Advertisers are beginning to pull their commercials from Fox News star Bill O'Reilly's flagship broadcast as allegations of sexual harassment continue to grow.

Ilya S. Savenok/Getty Images

Fox News Channel is once more under siege, facing several concurrent scandals and legal challenges scattered across different courtrooms, and casting a pall over the network's executive suites.

Fresh and harsh scrutiny cast on star host Bill O'Reilly over allegations that he sexually harassed multiple women has given major corporations pause about associating themselves with the top-rated figure in cable news.

In just the past 48 hours, at least 20 advertisers, including prominent automobile manufacturers, announced they would cancel upcoming ads on his prime-time program or avoid placing future commercials there.

The ouster of chairman Roger Ailes last summer during a sexual harassment scandal was supposed to calm the waters. Yet two new lawsuits involving unrelated charges of sexual and racial discrimination raise serious questions about the decisions of Fox News Co-president Bill Shine and general counsel Dianne Brandi, among other executives.

Each was a long-time Ailes lieutenant. Each survived his forced departure.

Together, they've kept O'Reilly front and center on the network, despite all the payments that O'Reilly, Fox and parent company 21st Century Fox have made over the past dozen years to quell such accusations.

A history of payouts and settlements

The two executives helped to arrange payments made to privately settle past sexual harassment complaints against Roger Ailes. One former Fox News booker was paid $3 million back in 2011, five years before Gretchen Carlson's lawsuit against him exploded publicly. Shine and Brandi said they did not believe her story to be true at the time but later changed their minds as they learned of additional accusations against Ailes.

Some of those past payments by Fox News to women are being investigated by federal prosecutors to see if they were structured to avoid disclosing them to investors in 21st Century Fox, as first disclosed by a lawyer to suspended Fox News host Andrea Tantaros, who is currently suing Ailes and the network.

Brandi, the network's top lawyer, also stands accused of doing nothing after being informed in the fall of 2014 that Judith Slater, then the company's comptroller, had created a racist work environment in a lawsuit filed by three African-American employees of Fox News.

Fox News, O'Reilly and 21st Century Fox together have paid roughly $13 million to women accusing him of sexual harassment, according to The New York Times. (The lion's share went to a former Fox News producer who captured his advances on tape more than a decade ago.)

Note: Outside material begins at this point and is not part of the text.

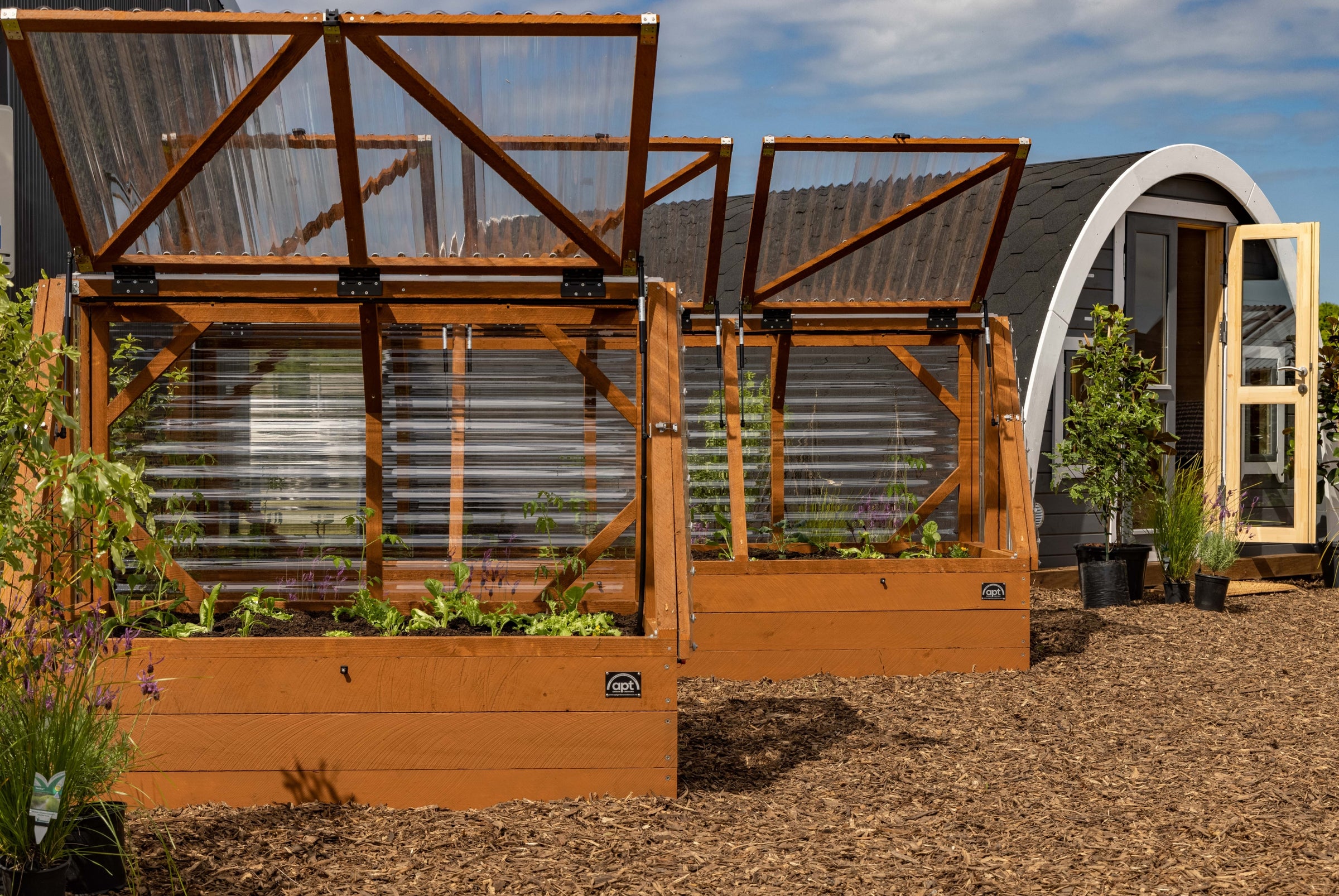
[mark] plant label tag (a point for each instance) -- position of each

A senior official at 21st Century Fox tells NPR it has spoken to O'Reilly and that the host has given assurances he believes in the company's commitment to offer a welcoming workplace for all staffers. Corporate executives did not respond to several requests for comment about the status of Shine and Brandi.

Through his lawyer, Susan Estrich, Ailes denies all the allegations made against him, including the newest, this week, by paid Fox News contributor Julie Roginsky. Ailes blames an orchestrated campaign against him.

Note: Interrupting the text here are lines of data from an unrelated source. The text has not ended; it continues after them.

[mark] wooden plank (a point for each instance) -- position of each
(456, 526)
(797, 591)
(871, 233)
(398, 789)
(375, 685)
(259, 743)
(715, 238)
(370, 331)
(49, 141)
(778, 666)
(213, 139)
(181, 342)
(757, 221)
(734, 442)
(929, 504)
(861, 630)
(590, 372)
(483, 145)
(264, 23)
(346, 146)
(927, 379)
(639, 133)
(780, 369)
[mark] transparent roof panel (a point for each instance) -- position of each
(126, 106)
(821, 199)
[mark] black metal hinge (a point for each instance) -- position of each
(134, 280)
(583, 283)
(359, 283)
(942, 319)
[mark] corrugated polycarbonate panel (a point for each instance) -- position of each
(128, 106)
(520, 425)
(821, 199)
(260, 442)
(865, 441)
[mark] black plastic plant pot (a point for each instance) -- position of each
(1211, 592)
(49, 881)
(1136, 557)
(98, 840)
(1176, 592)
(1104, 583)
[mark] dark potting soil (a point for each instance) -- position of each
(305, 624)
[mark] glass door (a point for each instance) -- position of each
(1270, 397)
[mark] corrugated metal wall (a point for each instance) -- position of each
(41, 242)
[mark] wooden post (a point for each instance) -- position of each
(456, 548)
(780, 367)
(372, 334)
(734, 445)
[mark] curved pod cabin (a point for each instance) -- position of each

O'Reilly says he's victimized by people who target him because he's successful and wealthy. He says he agreed to settlements to help his children avoid public scorn.

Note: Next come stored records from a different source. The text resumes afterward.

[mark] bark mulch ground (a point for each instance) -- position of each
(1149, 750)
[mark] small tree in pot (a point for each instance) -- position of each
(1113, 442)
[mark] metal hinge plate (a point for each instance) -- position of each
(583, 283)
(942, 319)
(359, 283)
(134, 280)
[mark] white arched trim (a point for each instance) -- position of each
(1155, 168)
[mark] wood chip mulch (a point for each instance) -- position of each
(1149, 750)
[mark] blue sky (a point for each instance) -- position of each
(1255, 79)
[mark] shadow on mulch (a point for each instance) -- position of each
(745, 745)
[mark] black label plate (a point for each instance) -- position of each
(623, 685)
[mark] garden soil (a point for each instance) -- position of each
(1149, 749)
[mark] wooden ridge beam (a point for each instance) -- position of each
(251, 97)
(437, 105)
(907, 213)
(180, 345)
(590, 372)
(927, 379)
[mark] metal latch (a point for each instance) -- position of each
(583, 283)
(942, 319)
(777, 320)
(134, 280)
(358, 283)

Fox News typically denigrates those who file suit or criticize its stars and executives, but it is currently uncharacteristically subdued, in keeping with a promise made last summer that the culture of the network would change.

Roginsky's lawsuit against Ailes argues that promise from the Murdoch family, which controls the company, has rung hollow.

In her sexual harassment lawsuit, Roginsky alleges that Shine and Brandi retaliated against her for failing to come to Ailes' defense and for raising her complaints about Ailes' conduct internally.

Fox News did fire Slater, the comptroller at the heart of the racial discrimination lawsuit, but as the lawyers for the plaintiffs note, only in late March, several days before the suit was filed.

Fox News and Brandi have not responded to the specific question of whether she was told of Slater's behavior, in 2014 and 2015, and refused to take action, as alleged in the lawsuit by Monica Douglas, the head of credit and collection in Fox News' accounting department, and one of the plaintiffs in the new racial bias suit.

Shine and Brandi's decisions have been challenged previously.

Their continued presence raises the more fundamental question of the judgment of Rupert Murdoch, the family patriarch, who stepped in to oversee Fox News after Ailes was hustled out.

O'Reilly's continued presence has undercut the Murdochs' contention of a shift in culture, according to several women who work at the network who spoke to NPR on condition of anonymity.

An audition is followed by an awkward dinner

Not everyone who has made allegations against O'Reilly or Ailes received or even sought money. Wendy Walsh, a California-based psychologist and former television news reporter and anchor, auditioned on the air for a paid slot with a recurring role — "a very big opportunity," in her words.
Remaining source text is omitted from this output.